Large Reasoning Models (LRMs) often reach a correct solution before their long Chain-of-Thought trace ends, yet continue with redundant verification, repeated attempts, or unnecessary exploration that wastes computation and can even overturn the correct answer. We frame this behavior as a latent productive-to-redundant transition and show that it is directly reflected in hidden states: around first-correct-solution (FCS) boundaries, late-layer representations separate efficient from overthinking tokens, while boundary-permutation and position-control baselines collapse. Based on this signal, we propose ROM, a model-agnostic streaming intervention framework that monitors frozen LRMs with a lightweight hidden-state detector and intervenes at well-formed reasoning boundaries. Counterfactual Self-Correction (CSC) augments supervision with balanced wrong→correct trajectories, preserving useful pre-FCS correction while labeling only post-FCS continuation as redundant. Across MATH500, GSM8K, AIME25, and MMLU-Pro, ROM improves the overall tradeoff on both Qwen3-8B and DeepSeek-R1-Distill-Qwen-32B (DS-32B): on Qwen3-8B, accuracy rises from 74.47% to 74.78% with response length reduced from 4262 to 3107 tokens; on DS-32B, accuracy rises from 68.60% to 68.72% with length reduced from 3062 to 2319 tokens. The same FCS-derived supervision transfers across scale and training origin. ROM is compatible with L1, removing another 20.9–21.6% tokens at zero accuracy loss, generalizes to open-ended MMLU-Pro (+1.56 pp, 35.4% shorter), and reduces wall-clock latency by 46.5%.

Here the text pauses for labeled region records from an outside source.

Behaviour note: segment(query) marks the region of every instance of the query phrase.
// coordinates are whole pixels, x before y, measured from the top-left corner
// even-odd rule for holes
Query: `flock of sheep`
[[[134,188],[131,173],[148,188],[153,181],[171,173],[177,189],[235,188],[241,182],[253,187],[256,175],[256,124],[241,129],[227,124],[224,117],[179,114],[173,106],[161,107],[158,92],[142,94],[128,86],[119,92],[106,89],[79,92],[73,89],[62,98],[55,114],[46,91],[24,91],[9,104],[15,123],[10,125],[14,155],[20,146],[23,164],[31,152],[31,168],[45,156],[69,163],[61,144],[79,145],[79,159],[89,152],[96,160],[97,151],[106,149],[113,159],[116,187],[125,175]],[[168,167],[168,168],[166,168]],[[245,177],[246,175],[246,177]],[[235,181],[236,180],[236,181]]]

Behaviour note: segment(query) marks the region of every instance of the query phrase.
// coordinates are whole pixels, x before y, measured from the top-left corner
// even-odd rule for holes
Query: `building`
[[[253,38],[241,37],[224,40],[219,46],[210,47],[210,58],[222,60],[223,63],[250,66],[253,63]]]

Existing methods approximate the productive→redundant transition through length-RL objectives, hand-crafted decoding signals, or chunk-level answer-correctness. ROM directly supervises the boundary itself from token-level FCS labels, while remaining backbone-portable and operating at every token.

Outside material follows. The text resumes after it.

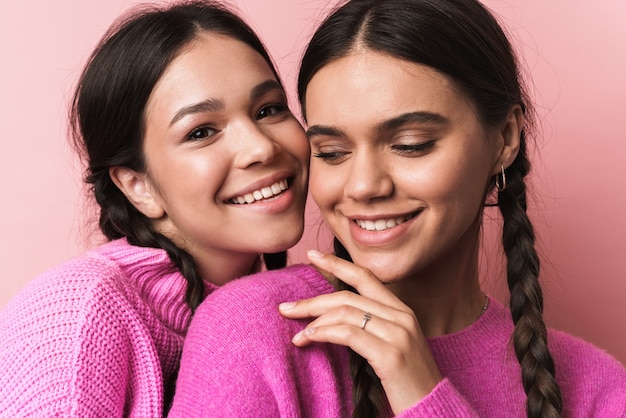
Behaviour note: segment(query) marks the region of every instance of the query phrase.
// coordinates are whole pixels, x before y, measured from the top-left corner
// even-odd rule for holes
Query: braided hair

| Method | Control Signal | Backbone Portable | Token Level | Direct Transition Supervision |
|---|---|---|---|---|
| L1 | RL length reward | ✗ | ✗ | ✗ |
| O1-Pruner | RL/SFT length | ✗ | ✗ | ✗ |
| Certaindex | Answer stability | ✓ | ✗ | ✗ |
| DEER | Transition confidence | ✓ | ✗ | ✗ |
| EAT | Entropy trajectory | ✓ | ✗ | ✗ |
| SyncThink | </think> attention | ✓ | ✓ | ✗ |
| RCPD | Termination-token dynamics | ✓ | ✓ | ✗ |
| Reasoning Probing | Hidden states (chunk-level answer correctness) | ✓ | ✗ | ✗ |
| ROM (Ours) | Hidden states (online latent boundary) | ✓ | ✓ | ✓ |
We align MATH500 traces at each overthinking boundary, take the last 20 efficient and first 20 overthinking tokens, and probe Qwen3-8B's late-layer hidden states with logistic regression. The two phases are linearly separable at 85.9% accuracy / AUROC 0.928 despite often discussing the same content; probe scores rise sharply at the true boundary but stay flat under permuted alignment; and the signal is not a position shortcut (position-only classifier reaches only 50.3%, and position-residualized hidden states still separate at 86.4%).
(a) t-SNE of late-layer hidden states separates efficient (pre-FCS) from overthinking (post-FCS) tokens.
(b) Boundary-aligned probe scores rise sharply at the true FCS; permuted alignment stays flat.
(c) Position-only and permuted-boundary controls collapse to ~50%, ruling out a position shortcut.
ROM has four components: (1) latent boundary supervision that converts attempt-level correctness into token-level labels at the First-Correct-Solution (FCS) boundary; (2) Counterfactual Self-Correction (CSC), which synthesizes balanced wrong→correct trajectories so the detector learns a semantic boundary around sufficiency rather than an attempt-index shortcut; (3) a streaming detector on frozen late-layer hidden states (Qwen3-8B L32/36; DS-32B L56/64) that emits a per-token overthinking score $p_t$ in lockstep with decoding; and (4) boundary-aware intervention that, once $p_t$ crosses the threshold, backtracks to the nearest clean sentence/solution boundary and prompts a final answer.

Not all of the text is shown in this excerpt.